The tunnelling equipment that is being used to build the high-speed train infrastructure under Barcelona is now entering a critical phase with work to start that will bring it close to the foundations of the Sagrada Familia (read article in Castilian here, La Vanguardia). The 'Barcino' tunnel boring machine is now going to be used on the section of the Carrer Mallorca that runs next to the unfinished Gaudí cathedral; although the exact timing of the tunnelling is not known, it is estimated that in about 15 days, the machinery will reach the section that is just next to the foundations, about 255 metres from the start point of this section of work, which is at the Carrer Padilla - the new section will stretch from Padilla to Provença/Bruc. To ensure the greatest efficiency of 'Barcino', all the cutting tools on the machinery have been replaced before starting this next stage of the work. Many people and organisations have voiced their concern that the tunnelling will have an adverse effect on the stability of the Sagrada Familia.
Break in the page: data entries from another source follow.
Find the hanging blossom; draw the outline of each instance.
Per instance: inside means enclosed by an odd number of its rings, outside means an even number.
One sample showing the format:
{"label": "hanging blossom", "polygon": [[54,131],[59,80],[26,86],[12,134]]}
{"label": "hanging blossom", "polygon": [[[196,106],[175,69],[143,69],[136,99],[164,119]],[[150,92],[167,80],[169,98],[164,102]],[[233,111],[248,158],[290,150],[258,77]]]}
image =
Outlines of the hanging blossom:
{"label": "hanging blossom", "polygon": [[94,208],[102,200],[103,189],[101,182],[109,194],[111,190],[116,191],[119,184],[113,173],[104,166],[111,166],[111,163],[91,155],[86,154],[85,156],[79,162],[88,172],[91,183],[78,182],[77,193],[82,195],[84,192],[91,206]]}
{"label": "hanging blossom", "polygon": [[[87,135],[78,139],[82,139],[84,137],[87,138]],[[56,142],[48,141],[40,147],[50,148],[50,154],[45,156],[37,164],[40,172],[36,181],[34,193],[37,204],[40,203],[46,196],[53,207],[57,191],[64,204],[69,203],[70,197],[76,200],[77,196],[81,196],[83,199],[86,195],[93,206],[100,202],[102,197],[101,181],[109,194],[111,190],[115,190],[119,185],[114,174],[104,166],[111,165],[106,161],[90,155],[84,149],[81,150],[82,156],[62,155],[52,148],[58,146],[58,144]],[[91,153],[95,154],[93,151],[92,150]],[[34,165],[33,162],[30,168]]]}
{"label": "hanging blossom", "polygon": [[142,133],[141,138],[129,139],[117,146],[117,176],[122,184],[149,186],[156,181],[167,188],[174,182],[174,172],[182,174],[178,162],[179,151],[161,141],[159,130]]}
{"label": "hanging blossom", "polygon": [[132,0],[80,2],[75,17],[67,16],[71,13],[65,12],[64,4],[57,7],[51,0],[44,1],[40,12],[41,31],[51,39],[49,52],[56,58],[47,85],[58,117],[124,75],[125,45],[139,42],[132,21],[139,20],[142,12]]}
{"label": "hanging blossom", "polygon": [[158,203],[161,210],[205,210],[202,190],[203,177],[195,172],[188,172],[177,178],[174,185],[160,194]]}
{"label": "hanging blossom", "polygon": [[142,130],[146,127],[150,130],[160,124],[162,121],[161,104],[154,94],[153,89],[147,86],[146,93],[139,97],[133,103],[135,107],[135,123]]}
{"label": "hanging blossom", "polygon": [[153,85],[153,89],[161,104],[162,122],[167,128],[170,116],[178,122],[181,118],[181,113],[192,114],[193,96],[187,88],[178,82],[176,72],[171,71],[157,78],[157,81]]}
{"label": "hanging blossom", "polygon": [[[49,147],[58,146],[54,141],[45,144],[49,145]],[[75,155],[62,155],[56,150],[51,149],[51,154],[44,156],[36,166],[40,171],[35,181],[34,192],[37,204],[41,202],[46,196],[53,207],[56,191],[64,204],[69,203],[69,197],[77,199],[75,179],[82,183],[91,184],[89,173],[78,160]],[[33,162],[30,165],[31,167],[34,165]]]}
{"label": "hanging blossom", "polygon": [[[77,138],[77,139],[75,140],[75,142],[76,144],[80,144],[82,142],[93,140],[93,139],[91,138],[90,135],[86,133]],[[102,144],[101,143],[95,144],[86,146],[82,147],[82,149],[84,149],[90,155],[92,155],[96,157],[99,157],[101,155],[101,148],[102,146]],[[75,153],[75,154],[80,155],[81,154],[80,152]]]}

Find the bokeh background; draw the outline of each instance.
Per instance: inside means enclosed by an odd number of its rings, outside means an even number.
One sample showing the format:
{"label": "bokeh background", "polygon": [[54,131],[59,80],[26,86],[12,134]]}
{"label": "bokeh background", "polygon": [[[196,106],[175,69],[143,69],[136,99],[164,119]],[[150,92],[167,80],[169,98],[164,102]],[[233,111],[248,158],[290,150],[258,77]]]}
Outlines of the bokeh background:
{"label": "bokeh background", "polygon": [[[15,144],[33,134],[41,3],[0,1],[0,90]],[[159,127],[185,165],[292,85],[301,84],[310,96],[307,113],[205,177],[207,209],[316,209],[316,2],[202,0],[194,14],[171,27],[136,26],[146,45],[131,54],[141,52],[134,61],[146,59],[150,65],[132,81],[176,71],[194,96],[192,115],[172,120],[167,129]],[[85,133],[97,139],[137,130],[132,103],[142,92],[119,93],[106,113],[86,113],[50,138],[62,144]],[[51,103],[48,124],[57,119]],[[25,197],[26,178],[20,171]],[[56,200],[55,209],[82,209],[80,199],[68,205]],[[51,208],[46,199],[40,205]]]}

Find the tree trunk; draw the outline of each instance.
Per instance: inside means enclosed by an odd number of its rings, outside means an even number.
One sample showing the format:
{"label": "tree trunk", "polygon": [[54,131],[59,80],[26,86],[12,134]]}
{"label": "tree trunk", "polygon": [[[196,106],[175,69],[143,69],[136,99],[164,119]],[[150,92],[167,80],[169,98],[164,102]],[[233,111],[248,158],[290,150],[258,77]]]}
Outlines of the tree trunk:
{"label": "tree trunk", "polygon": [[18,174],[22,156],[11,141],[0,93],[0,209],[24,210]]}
The Generalitat has cut €63 million from Catalunya's university budget for this year (read article in Castilian here, El Periodico). It has emerged that the rectors of the region's public universities were called to a meeting in July by representatives from the government's Economy and University departments, and told that of the €105 million earmarked for their institutions for 2010, they would in fact only receive €42 million. As such, the universities have had to organise additional cuts for the last quarter of this year, to add to those that they had already put together, with the aim of finishing the year without additional debt. As a result, the University of Barcelona is looking at a budget of between €18 million and €19 million less than expected, the rector Dídac Ramírez told El Periodico; last year, the university managed to finish in the black and thus avoided adding to its existing €80 million debt. "I expected a cut, but I thought it would be less," admitted Ramírez. Similarly, the Universitat Politecnica de Catalunya, which has pre-existing debt of €89 million, will receive €12 million less than expected this year and has had to cancel planned building works, including making smaller teaching rooms in line with European requirements.
Also in the news: Zapatero says Spanish confidence has recovered and debt crisis is over (read article in Castilian here, La Vanguardia); Artur Mas says that Spain is no longer "attractive" to Catalunya and that if he wins Generalitat elections, he'll reduce civil service by up to a quarter (read article in Catalan here, Avui); Electricity bills to go up by between two and four percent next month (read article in Castilian here, El Periodico).